In my time as a certified professional resume writer, I’ve heard one question repeated more often than any other: “What makes a resume great?”
Well – What’s the Answer?
The answer is actually very interesting – and not necessarily what you may think it is. Formatting, reader-friendliness, and aesthetic presentation are all very important for first impressions, obviously. Beyond these things, however, I believe that the most important aspect of any resume is the research behind it.
Research? What Does That Mean?
A great resume comes from someone who has put great effort into not only the appearance of the document, but researching the company and the position the resume is meant for.
If your qualifications don’t directly align with those listed in the job description, it’s probably not the best idea to apply to the position.
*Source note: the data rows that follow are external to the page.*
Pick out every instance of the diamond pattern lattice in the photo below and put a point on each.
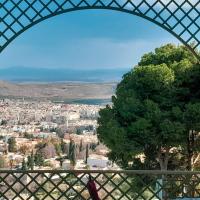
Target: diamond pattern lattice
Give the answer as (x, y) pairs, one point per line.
(111, 185)
(179, 17)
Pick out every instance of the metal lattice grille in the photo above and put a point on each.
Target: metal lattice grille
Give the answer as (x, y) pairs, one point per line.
(179, 17)
(111, 185)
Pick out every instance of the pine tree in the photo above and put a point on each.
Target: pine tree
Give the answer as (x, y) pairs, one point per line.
(12, 146)
(72, 152)
(2, 161)
(24, 165)
(63, 146)
(86, 153)
(30, 162)
(81, 146)
(38, 159)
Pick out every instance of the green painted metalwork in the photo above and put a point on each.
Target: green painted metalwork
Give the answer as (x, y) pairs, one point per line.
(181, 18)
(111, 185)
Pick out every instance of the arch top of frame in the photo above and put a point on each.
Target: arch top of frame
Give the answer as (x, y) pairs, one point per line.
(179, 17)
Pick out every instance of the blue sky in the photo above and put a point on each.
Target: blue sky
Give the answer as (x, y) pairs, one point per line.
(90, 39)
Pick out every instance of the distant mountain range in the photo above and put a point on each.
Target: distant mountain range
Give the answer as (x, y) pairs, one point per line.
(27, 74)
(88, 93)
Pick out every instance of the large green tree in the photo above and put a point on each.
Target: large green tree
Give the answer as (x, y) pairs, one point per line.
(12, 146)
(153, 111)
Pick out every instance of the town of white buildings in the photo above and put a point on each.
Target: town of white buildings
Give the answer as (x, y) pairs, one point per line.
(55, 126)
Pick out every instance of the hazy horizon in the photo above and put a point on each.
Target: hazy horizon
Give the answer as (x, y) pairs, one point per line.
(31, 74)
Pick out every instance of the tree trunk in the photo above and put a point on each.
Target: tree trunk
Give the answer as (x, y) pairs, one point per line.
(190, 145)
(163, 161)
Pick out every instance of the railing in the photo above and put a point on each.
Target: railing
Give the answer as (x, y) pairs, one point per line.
(125, 185)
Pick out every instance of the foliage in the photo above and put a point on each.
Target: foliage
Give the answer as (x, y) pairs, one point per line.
(72, 152)
(86, 153)
(12, 146)
(30, 161)
(24, 165)
(155, 107)
(24, 149)
(38, 159)
(2, 162)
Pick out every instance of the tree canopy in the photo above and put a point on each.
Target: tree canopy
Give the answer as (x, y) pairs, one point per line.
(155, 111)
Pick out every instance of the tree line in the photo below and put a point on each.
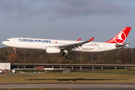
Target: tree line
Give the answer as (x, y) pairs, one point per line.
(119, 56)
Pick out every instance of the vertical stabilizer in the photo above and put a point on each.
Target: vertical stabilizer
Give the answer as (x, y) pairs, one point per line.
(121, 36)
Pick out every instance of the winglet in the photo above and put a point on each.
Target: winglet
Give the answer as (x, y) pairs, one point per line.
(91, 39)
(79, 39)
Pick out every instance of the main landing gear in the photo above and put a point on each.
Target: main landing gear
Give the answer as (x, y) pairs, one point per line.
(65, 53)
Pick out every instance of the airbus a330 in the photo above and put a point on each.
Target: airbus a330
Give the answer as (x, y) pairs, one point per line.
(64, 46)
Not only will it look as though you are applying for a job you aren’t qualified for, but it may also appear that you simply did not read the job description. No recruiter or hiring manager wants to see that.
A great resume is customized for each job description – not a one-size-fits-all document. A great resume has heart and soul. It’s not a piece of paper tossed around by someone who blindly applies to 30+ jobs a day.
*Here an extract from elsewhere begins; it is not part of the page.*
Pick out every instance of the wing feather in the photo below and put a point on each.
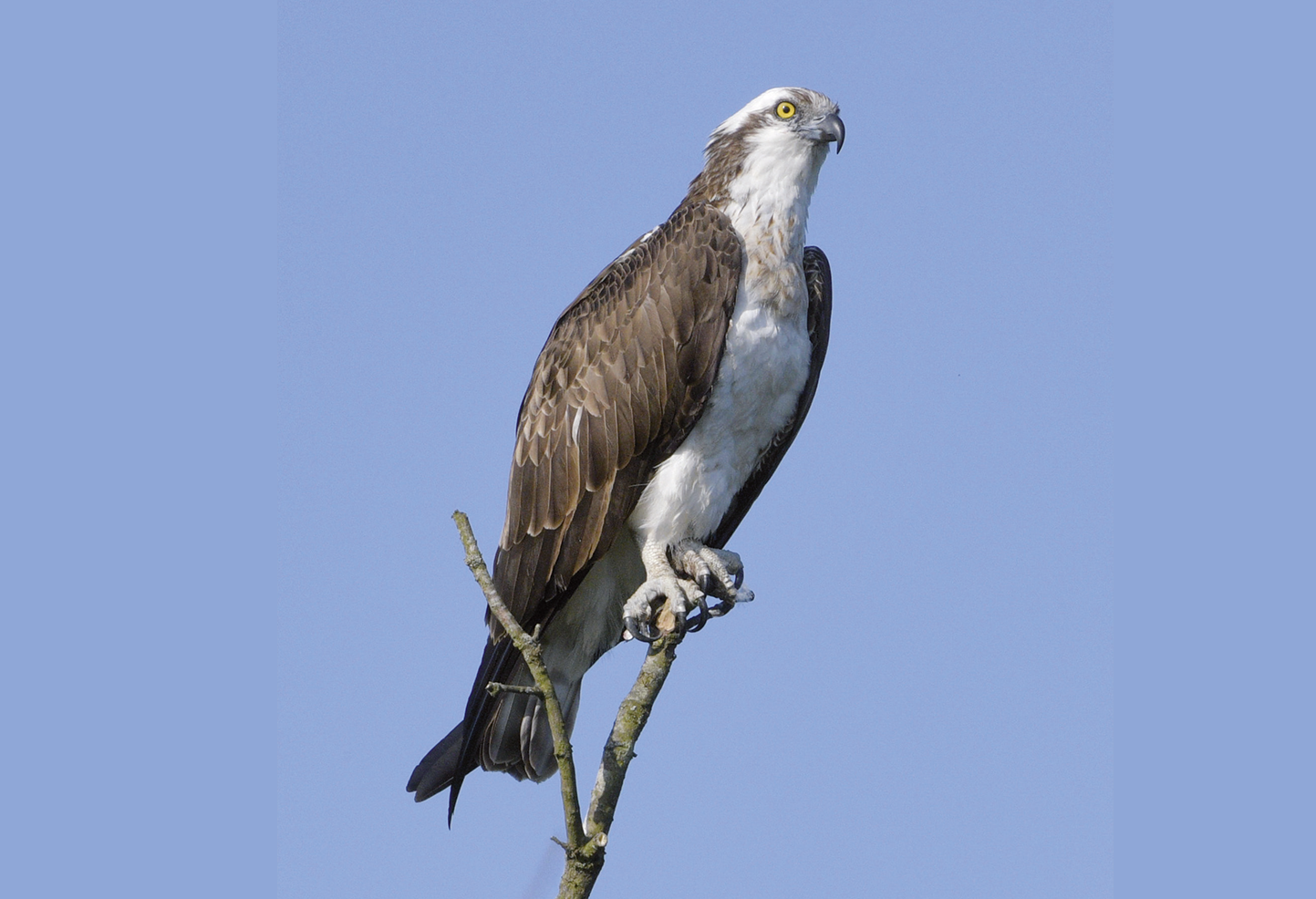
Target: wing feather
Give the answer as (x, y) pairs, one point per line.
(617, 386)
How to Make Your Resume Great
The best way to make your resume great is to start out with a base resume that you have drafted to include all of your jobs, skills, achievements, etc. Having this base will enable you to work much more quickly and efficiently. After all, it’s far easier to edit a based document than craft a whole new one out of thin air.
Go through the description of the job to which you are applying and highlight the key words and phrases scattered throughout the text. Then, go through your base resume and integrate these words and phrases into your own document.
Also, make sure that you are indeed qualified for the position – and make sure to highlight your qualifications in your resume. Similarly, don’t forget to research the company as a whole. Try to slip some references or allusions to the company’s goals and missions into your resume.
Why do all this? Because, when you take the time to research the company and position and tailor your resume accordingly, recruiters will recognize your work ethic and your dedication. People can tell very quickly how much time and effort you have put into your resume. The more customized it is, the better an impression you will make.
I often see people blindly applying to jobs, and when they do get responses (which isn’t often), they don’t even always know what job it is they actually applied for. I can’t even begin to explain how irritating this is to the recruiter reaching out to them.
On the other hand, when someone obviously wants a specific job – and they demonstrate this in their resume – then a recruiter will, at the very least, call them to discuss the opportunity further.
The bottom line is that formatting and wording can make a resume good, but putting in the effort to show why you really want this specific job and would work well within this specific company will make your resume great!